Ferguson Cop Who Pushes Don Lemon Suspended For Racist Video Rant

racist cop
A police officer in Ferguson who was captured on video pushing CNN’s Don Lemon, a black television host, during live coverage of protests this week in Ferguson, Mo., has been suspended from duty after video of an hour-long racial rant against minority groups, women, liberals and politicians emerged online.
St. Louis County Police Officer Dan Page spewed the vile, strange and extreme rhetoric during an Oath Keepers of St. Louis/St. Charles meeting in April, just months before he was tasked with keeping order among a crowd of majority black protesters in Ferguson, Mo.
Page’s first words to CNN’s Lemon during the continued demonstrations were: “Move out of the way, sir. Move!”
“We’re on national television, so imagine what they’re doing to people when you don’t see it on national television, people who don’t have a voice like we do,” Lemon says as he’s pushed around by Page.
Page was subsequently pushed out the door Friday without pay in response to his all-ethnic, sexist and xenophobic diatribe against hate-crime legislation, the “four sodomites on the Supreme Court,” women and Muslims.
“You’re either gonna go to the ballot box or the bullet box in the next 18 months,” he demands as he decries Missouri’s two Senators.
“Roy Blunt (Republican) and Claire McCaskill (Democrat) won’t even talk to me, they say, ‘you’re an extremist’ and I say, ‘amen!’” the cop raves on video. “And I’m real good with a rifle. My best shot is 1,875 meters, I got me a gold star on that one. You run from me, you’re gonna die tired.”
The disturbing comments, from a police officer no less, continue on to discuss “an undocumented president” from Kenya and his “killer instinct.”
racist cops
Page’s take on domestic violence is startling: “If you don’t like each other that much, just kill each other and get it over with,” he opines. “Problem solved, get it done. Don’t be wasting cops’ time, just shoot each other and get it over with, that’s how I feel about it.”

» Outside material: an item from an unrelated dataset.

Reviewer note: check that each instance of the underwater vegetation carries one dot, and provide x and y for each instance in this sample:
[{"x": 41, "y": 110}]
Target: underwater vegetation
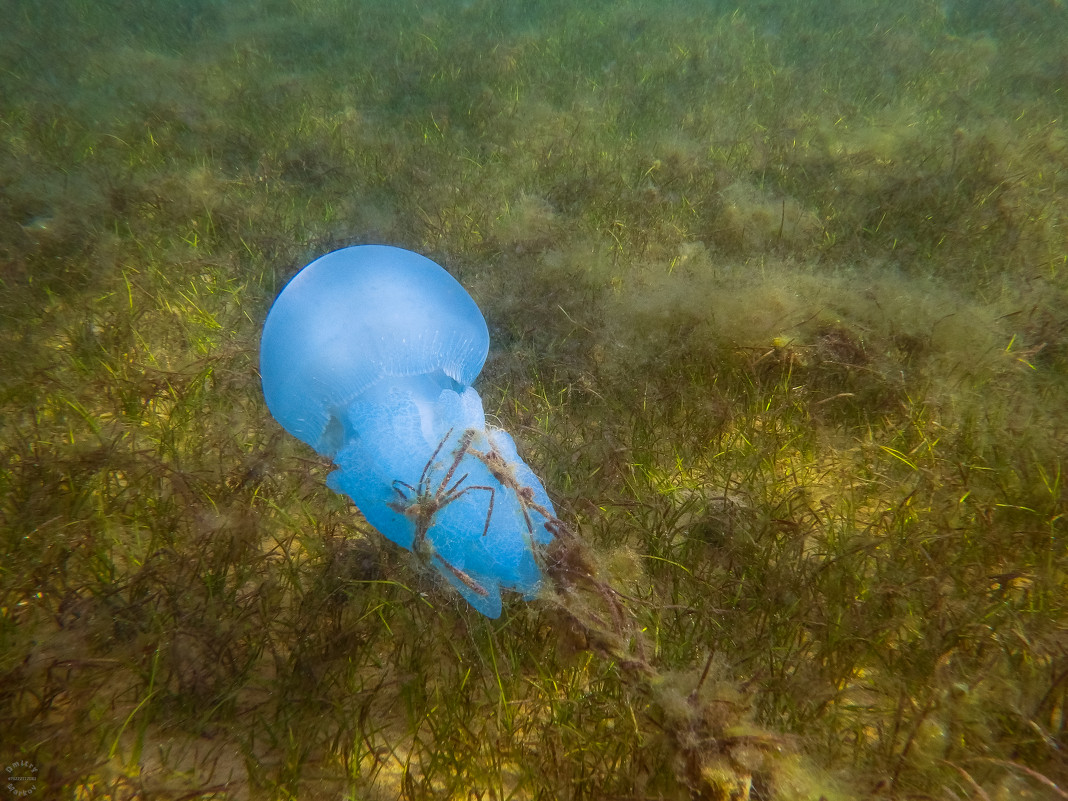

The St. Louis County police chief, Jon Belmar, distanced the department from the hate speech Friday and suspended the outspoken officer.
“He doesn’t represent the rank and file of the St. Louis County Police Department,” Belmar explained to the St. Louis Post-Dispatch.
Page’s suspension was just the latest in a line of law enforcement officers who have gotten themselves in trouble by making controversial comments about the Ferguson unrest.

  • An officer in Glendale, a St. Louis suburb, was suspended Friday as well. Officer Matthew Pappert allegedly posted that he thinks the demonstrators are “a burden on society and a blight on the community” while writing that the “protesters should have been put down like rabid dogs the first night.” In a statement, the Glendale police chief wrote Pappert was “immediately suspended pending the outcome of an internal investigation.”
  • On Wednesday, an officer from suburban St. Ann was suspended after threatening to kill a group of protesters and media members. Officer Ray Alberts was aiming his semi-automatic assault rifle at the group as he told one his name was “go f— yourself.”